As reported by The Guardian, members on the committee have recently become concerned that issuing subpoenas to Trump’s allies, including members of Congress, may be too forceful of a step. With GOP members refusing to comply with the investigation, committee members are hesitant to issue subpoenas, fearing that House Republicans may launch inquiries into Democrats if they retake the chamber.
The committee has requested that Representatives Jim Jordan (R-Ohio) and Scott Perry (R-Pennsylvania) speak with the investigators, but the Republicans have refused the request. House Minority Leader Kevin McCarthy (R-California) has openly balked at the idea of his party complying with the committee’s requests.

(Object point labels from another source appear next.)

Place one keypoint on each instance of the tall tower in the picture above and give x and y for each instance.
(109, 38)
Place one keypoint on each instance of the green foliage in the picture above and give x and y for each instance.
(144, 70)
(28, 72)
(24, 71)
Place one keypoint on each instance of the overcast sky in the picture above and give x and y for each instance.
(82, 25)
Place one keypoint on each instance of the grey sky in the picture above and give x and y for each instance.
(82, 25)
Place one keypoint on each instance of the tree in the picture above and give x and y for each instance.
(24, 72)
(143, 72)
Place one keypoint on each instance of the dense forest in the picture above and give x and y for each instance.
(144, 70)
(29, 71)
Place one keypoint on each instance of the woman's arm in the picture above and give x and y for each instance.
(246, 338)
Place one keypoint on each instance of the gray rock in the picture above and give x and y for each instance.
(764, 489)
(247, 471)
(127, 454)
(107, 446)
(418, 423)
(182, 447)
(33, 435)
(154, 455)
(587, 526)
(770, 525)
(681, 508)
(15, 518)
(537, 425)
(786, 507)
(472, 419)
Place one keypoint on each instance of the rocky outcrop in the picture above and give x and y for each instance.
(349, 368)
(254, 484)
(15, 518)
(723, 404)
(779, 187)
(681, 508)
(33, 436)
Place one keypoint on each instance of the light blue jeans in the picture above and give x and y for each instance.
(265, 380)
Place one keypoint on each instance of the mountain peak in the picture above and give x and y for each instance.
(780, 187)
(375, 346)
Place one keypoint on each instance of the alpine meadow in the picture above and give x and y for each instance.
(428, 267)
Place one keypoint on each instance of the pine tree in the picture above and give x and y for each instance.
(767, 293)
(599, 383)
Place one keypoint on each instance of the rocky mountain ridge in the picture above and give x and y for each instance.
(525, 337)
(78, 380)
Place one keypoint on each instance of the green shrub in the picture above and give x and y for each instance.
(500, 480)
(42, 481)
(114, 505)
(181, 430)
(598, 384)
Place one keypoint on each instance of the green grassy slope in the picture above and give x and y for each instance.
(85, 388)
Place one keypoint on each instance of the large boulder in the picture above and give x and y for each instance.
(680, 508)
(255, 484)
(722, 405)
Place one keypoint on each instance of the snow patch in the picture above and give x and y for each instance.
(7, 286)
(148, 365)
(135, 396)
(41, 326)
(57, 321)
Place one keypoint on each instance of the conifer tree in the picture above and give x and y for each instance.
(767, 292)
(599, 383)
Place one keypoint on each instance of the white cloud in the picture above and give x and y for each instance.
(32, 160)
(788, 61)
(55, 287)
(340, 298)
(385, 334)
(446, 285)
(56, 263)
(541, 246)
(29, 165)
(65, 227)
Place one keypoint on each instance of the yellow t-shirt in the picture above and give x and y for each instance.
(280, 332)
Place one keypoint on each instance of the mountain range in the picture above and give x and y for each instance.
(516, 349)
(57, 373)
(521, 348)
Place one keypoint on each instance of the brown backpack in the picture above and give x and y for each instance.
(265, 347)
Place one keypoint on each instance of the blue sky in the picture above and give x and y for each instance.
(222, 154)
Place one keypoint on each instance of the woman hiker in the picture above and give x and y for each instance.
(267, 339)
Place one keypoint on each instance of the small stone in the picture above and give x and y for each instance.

The committee wrote to McCarthy on Tuesday asking him to provide more information about his knowledge of the attempted coup. Committee chair Rep. Bennie Thompson (D-Mississippi) has said that McCarthy is of particular interest to the committee because of a phone call he had with Trump on the day of the attack; the committee is questioning whether or not that call could illuminate information related to Trump’s state of mind that day.

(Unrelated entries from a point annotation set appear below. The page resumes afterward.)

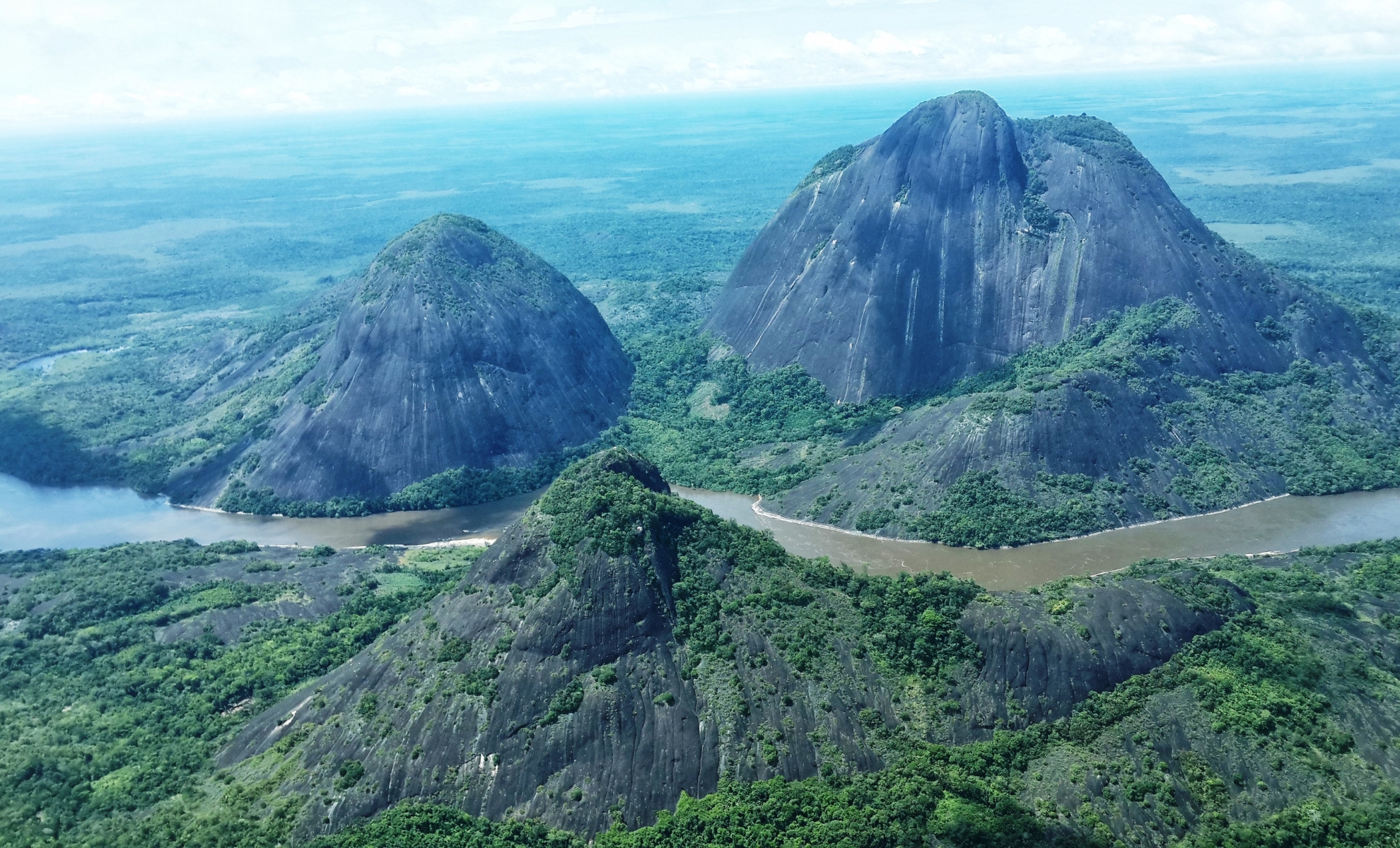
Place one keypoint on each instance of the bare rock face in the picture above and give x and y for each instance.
(461, 349)
(961, 237)
(1046, 654)
(571, 685)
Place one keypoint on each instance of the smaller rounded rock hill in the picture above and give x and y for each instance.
(461, 349)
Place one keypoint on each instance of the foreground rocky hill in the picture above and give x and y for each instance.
(625, 648)
(461, 349)
(1074, 348)
(619, 647)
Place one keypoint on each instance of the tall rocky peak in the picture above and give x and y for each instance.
(959, 238)
(461, 349)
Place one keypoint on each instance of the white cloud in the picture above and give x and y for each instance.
(825, 41)
(65, 61)
(581, 17)
(532, 13)
(885, 42)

Other top officials like Michael Flynn, Trump’s national security adviser, have attempted to sue the committee in order to potentially stave off subpoena requests. Investigators have found that Trump officials and lawmakers have ties to the attack and its planners, but the extent of their participation is still unknown.
Without the voluntary compliance of the Republican officials concerned, subpoenas may be the only route to unveiling certain insider information on the attack to Congress and the public.
However, as the committee weighs whether or not to subpoena GOP officials, Republican lawmakers have already been plotting to launch investigations and other official legislative proceedings targeting Democrats, regardless of the probe into January 6.
If the GOP retakes Congress, some Republicans are planning to launch impeachment proceedings against President Joe Biden; some are threatening to investigate and issue subpoenas over subjects like Biden’s pandemic response, his Afghanistan withdrawal, immigration policies, and even the president’s son, Hunter Biden.
Though legitimate criticisms may be directed toward Biden over many of these subjects – with, perhaps, the exception of Hunter Biden, who has garnered a bizarrely fervent obsession from the right wing – the GOP threats appear to be nothing more than retaliatory moves.
The relative failures on the part of Biden and his cabinet on immigration, COVID response and foreign affairs are similar to those of Trump and his administration; both presidents have failed to quell the pandemic and both have implemented exceedingly cruel immigration policies. It’s unclear what criticisms the GOP could direct toward Biden’s failures that wouldn’t also apply to actions perpetuated and supported by Trump and the Republican Party.
By contrast, the January 6 commission is investigating an attempted coup to invalidate the will of tens of millions of voters that was orchestrated in part by the country’s own Republican president and, potentially, sitting members of Congress. Trump’s impeachment proceedings, meanwhile, investigated offenses by the former president that similarly threatened the fabric of U.S. democracy.